Читаем Крещение полностью

— Нарушаешь, Филипенко, все приказы — ведешь людей среди бела дня. Мало того что подвергаешь полк опасности, даешь противнику знать о передислокации войск. Как это прикажешь расценивать?

— Затянули марш, товарищ полковник, потом вижу, до конечного пункта подать рукой, а укрыться негде. На авось действовал. Виноват, конечно.

— Ты мне, Филипенко, это ребячество брось. Брось, говорю.

— Есть, товарищ полковник.

— А что с командиром полка?

— Днем перед выходом на марш искупался в роднике, а был, видать, потный. Глубокая простуда, нашли врачи. Отправили в тыл на встречной машине. Без памяти.

— Пьян был, что ли?

— Да нет, по-моему.

— Сутки тебе, Филипенко, на то, чтобы отдохнуть и привести полк в полную боевую готовность. И второе. Незамедлительно организуй разведку переднего края противника в районе высоты 203. Поэтому сегодня же свяжись с нашей обороной и определи место поиска для дивизионной разведки.

— Значит, до передовой здесь, товарищ полковник, километров пять?

— А вот послушай. — Заварухин поднял руку и большим пальцем указал вдоль по оврагу. Филипенко насторожился и услышал странные звуки, которые слышал и раньше, полагая, что где-то недалеко бойцы забивают колья в сухую землю. Это были набросные разрывы — то редкие, то частые; иногда они приближались и становились явственными, объемными, затем откатывались и опадали, будто кто-то наглухо затворял перед ними большую плотную дверь. Филипенко тяжело вздохнул и по привычке дотронулся до верхней губы — все это не ускользнуло от глаз Заварухина: — Вздыхаешь что-то, усы, гляжу, сбрил и вообще переменился, на мой взгляд.

— После Мценска, товарищ полковник, седые волосы пробились.

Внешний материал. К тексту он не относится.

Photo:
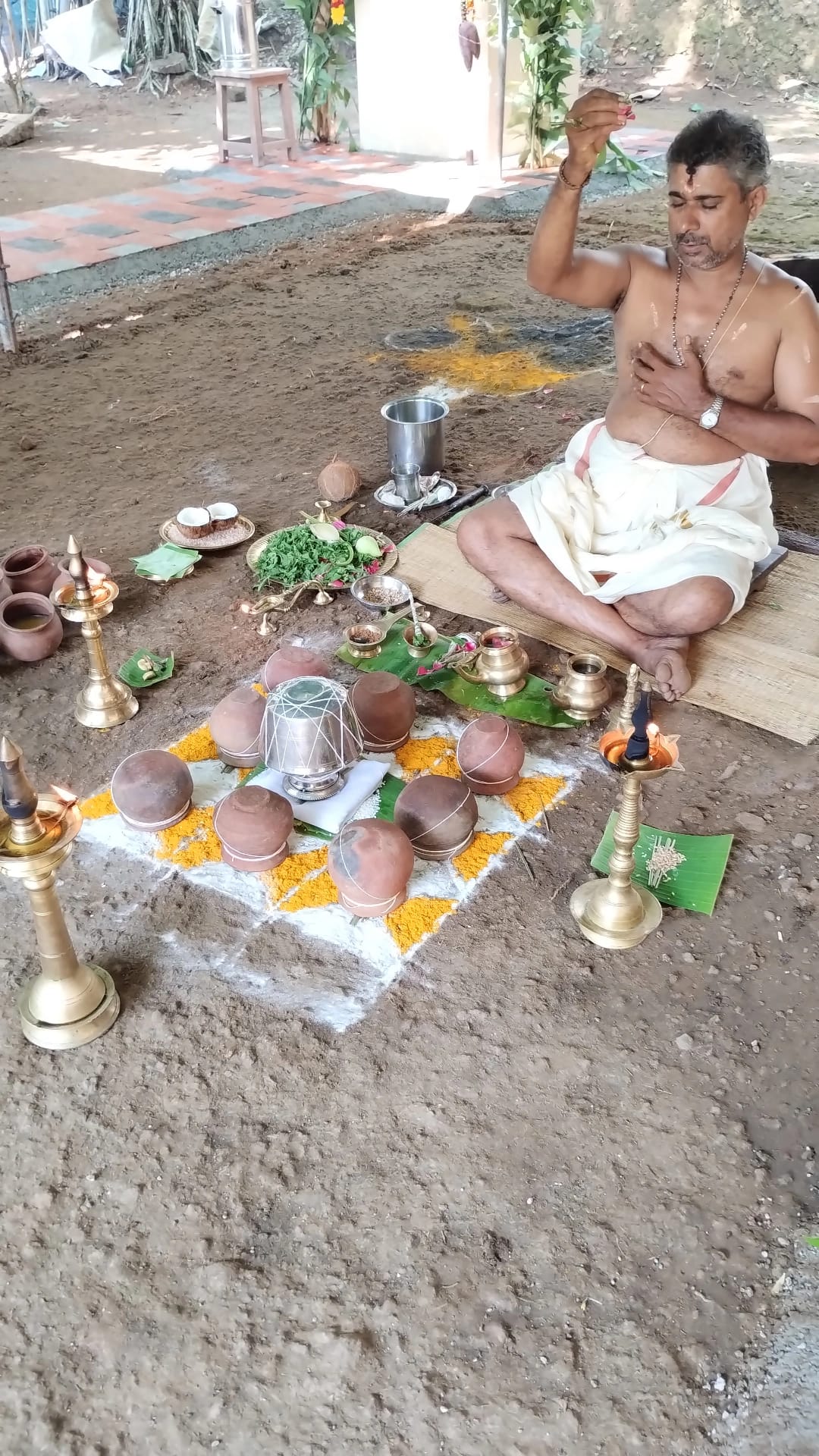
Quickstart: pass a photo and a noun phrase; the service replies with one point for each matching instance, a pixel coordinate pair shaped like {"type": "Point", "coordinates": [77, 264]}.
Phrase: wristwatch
{"type": "Point", "coordinates": [711, 417]}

— Так и должно быть, Филипенко, насколько мне известно, майорское звание к мальчишеской челочке не дается да и нейдет. Охватов как у тебя, жив— здоров?

— Был жив и здоров, товарищ полковник.

— А старички наши возле него сохранились?

— Негусто.

— Человек десяток из бывалых подбери для дивизионной разведки. И во главе с Охватовым — ко мне, в Частиху. Сегодня же. А завтра утром приеду смотреть твой полк. Чтобы все, у кого есть награды, надели. И тебя это касается. Мы теперь в Ударной армии — вот и делай отсюда выводы.

— Когда примерно, товарищ полковник? — О том, о чем спрашивал Филипенко, спрашивать не полагалось, но полковник Заварухин ответил, однако, в той же форме, не упоминая запретного слова «наступление»:

— Времени мало. Солдатам, может, и можно спать, а тебе не советую. Парько! — позвал Заварухин своего вестового, который сидел под берегом на куче смытой с откоса дернины и держал в руках поводья двух лошадей. — Бывай, Филипенко. Да, вот еще. Письмо я получил от отца Ольги Коровиной. Пишет, что гордится подвигом дочери. Чего вы там написали ему?

— Как всем, товарищ полковник, погибла смертью храбрых.

— К медали хоть бы представили. Я тогда закружился, а вы не догадались.

— К чему это, товарищ полковник? Человека не стало — умер целый мир…

— Смотри сам. Я думал, ты ухватишься за мою идею. Ольга, она, знаю, по-особому к тебе относилась. Не уберег ты ее.

— Я товарищ полковник, многих не уберег, а напоминают мне только о ней. Да и сам я… Я ее во сне вижу.

Полковник хотел спросить еще о настроении людей, но вдруг невольно поглядел на солдат, как-то по привычке наспех и неудобно, казалось, сунувшихся в пахучую зелень оврага и крепко спавших, поглядел на самого Филипенко, безусого и сумрачного, и не стал ни о чем говорить. Только тогда, когда сел на подведенную к нему лошадь и носком сапога поймал стремя, сказал тоном просьбы:

— Щели необходимы для укрытия, майор. Авиация шерстит эти овраги денно и нощно. Гляди.